Non è semplicemente un ornamento, un dettaglio estetico. È un’eco lontana, un sussurro divino che ci ricorda la Presenza che illumina le nostre vite. Un angelo, messaggero celeste, posto sulla vetta, a custodia del nostro piccolo universo domestico.
Pensiamo al suo candore, alla sua immacolata purezza. Bianco come la neve che cade lenta, portatrice di un silenzio che parla. Bianco come la veste di Cristo trasfigurato sul monte, un anticipo della Gloria che ci attende. L'angelo, dunque, è promessa di speranza, un faro nella notte, un invito alla trascendenza.
L'Angelo: Un Messaggio di Umiltà
L’angelo sull’albero ci ricorda la natività, l'incarnazione del Verbo in una mangiatoia. Un Dio che si fa uomo, che sceglie la via dell'umiltà, della semplicità, della povertà. L'angelo, testimone di questo mistero, ci invita a spogliarci delle nostre vanità, delle nostre pretese di grandezza, per accogliere nel nostro cuore l'amore disarmante di Dio.
Come l'angelo annunciò a Maria il disegno divino, così questo piccolo angelo sulla cima dell'albero ci sussurra all'orecchio: "Non temere. Apri il tuo cuore. Lascia che la Grazia ti trasformi." È un invito a fidarci, ad abbandonarci alla volontà del Padre, sapendo che Lui ci guida e ci protegge.

Un invito alla riflessione
Osserviamo le sue ali. A volte spiegate, pronte al volo, simbolo di protezione, di intercessione. A volte raccolte, in segno di preghiera, di contemplazione. Ci ricordano che la vita spirituale è fatta di azione e di contemplazione, di impegno nel mondo e di raccoglimento interiore. Dobbiamo saper volare alto, verso il Cielo, ma anche saper radicarci nella terra, per testimoniare con la nostra vita l'amore di Dio.
Il suo volto, spesso sereno, sorridente, trasmette pace e gioia. Una gioia che non dipende dalle circostanze esterne, ma che nasce dalla certezza di essere amati infinitamente. Una gioia che possiamo condividere con gli altri, portando conforto e speranza a chi è nel bisogno. L'angelo ci esorta a essere portatori di luce, a diffondere intorno a noi il profumo della carità.

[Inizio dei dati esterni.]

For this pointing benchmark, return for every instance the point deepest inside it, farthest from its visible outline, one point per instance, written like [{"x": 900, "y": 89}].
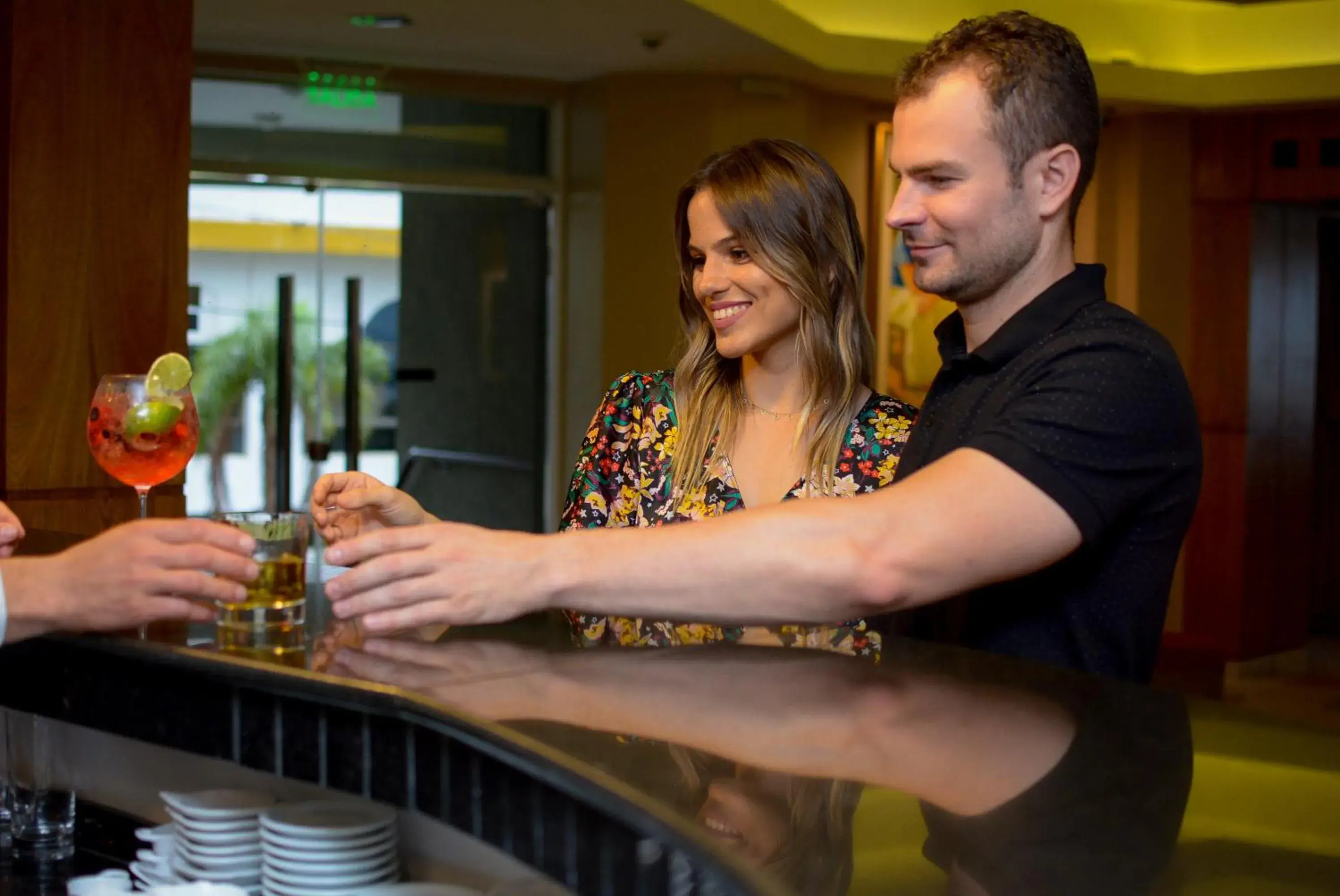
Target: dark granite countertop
[{"x": 744, "y": 769}]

E la stella cometa che spesso accompagna l'angelo? Un simbolo di guida, di orientamento. Come i Magi seguirono la stella per trovare il Bambino Gesù, così noi dobbiamo seguire la luce della fede per incontrare il Signore nella nostra vita. La stella ci indica la strada, ci illumina il cammino, ci aiuta a non smarrirci nel labirinto delle nostre paure e delle nostre incertezze.
Gratitudine e Compassione
Il puntale Angelo Albero di Natale è, infine, un invito alla gratitudine. Ringraziare Dio per il dono della vita, per la bellezza del creato, per la presenza dei nostri cari. Ringraziare per le gioie e per le sofferenze, perché anche attraverso le prove possiamo crescere e maturare nella fede. Ringraziare per il dono dell'amore, che ci rende capaci di amare e di essere amati.

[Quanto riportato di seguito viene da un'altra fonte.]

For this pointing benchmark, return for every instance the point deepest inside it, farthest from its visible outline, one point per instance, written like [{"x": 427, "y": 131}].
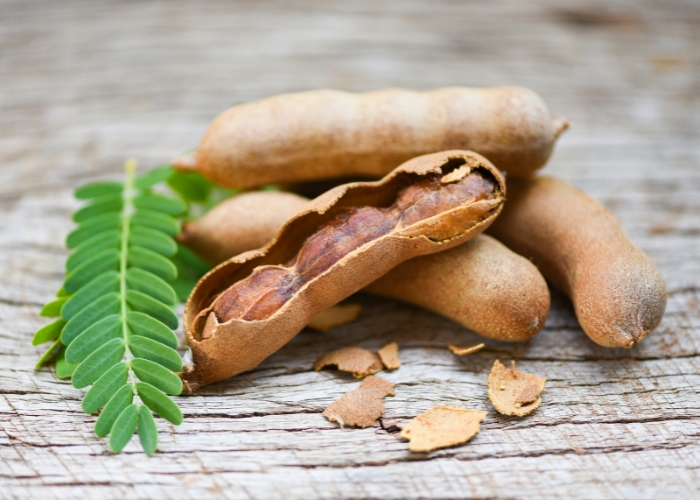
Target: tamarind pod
[
  {"x": 226, "y": 341},
  {"x": 325, "y": 134},
  {"x": 480, "y": 284},
  {"x": 618, "y": 293},
  {"x": 239, "y": 224}
]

E insieme alla gratitudine, la compassione. L'angelo ci ricorda che non possiamo rimanere indifferenti di fronte al dolore del mondo. Dobbiamo aprire i nostri occhi e il nostro cuore ai bisogni degli altri, soprattutto dei più poveri e degli emarginati. Dobbiamo tendere la mano a chi è solo e abbandonato, portare conforto a chi soffre, difendere i diritti dei più deboli. Essere, in questo mondo, segno tangibile dell'amore di Dio.
Contempliamo, dunque, questo piccolo angelo che veglia sul nostro albero. Lasciamoci illuminare dalla sua luce, guidare dalla sua saggezza, scaldare dal suo amore. E impegniamoci, ogni giorno, a vivere con umiltà, gratitudine e compassione, per essere degni testimoni del Vangelo. Che la sua presenza, silenziosa ma potente, ci accompagni durante tutto l'anno, ricordandoci che Dio è sempre con noi, e che il Suo amore è infinito e incondizionato. Amen.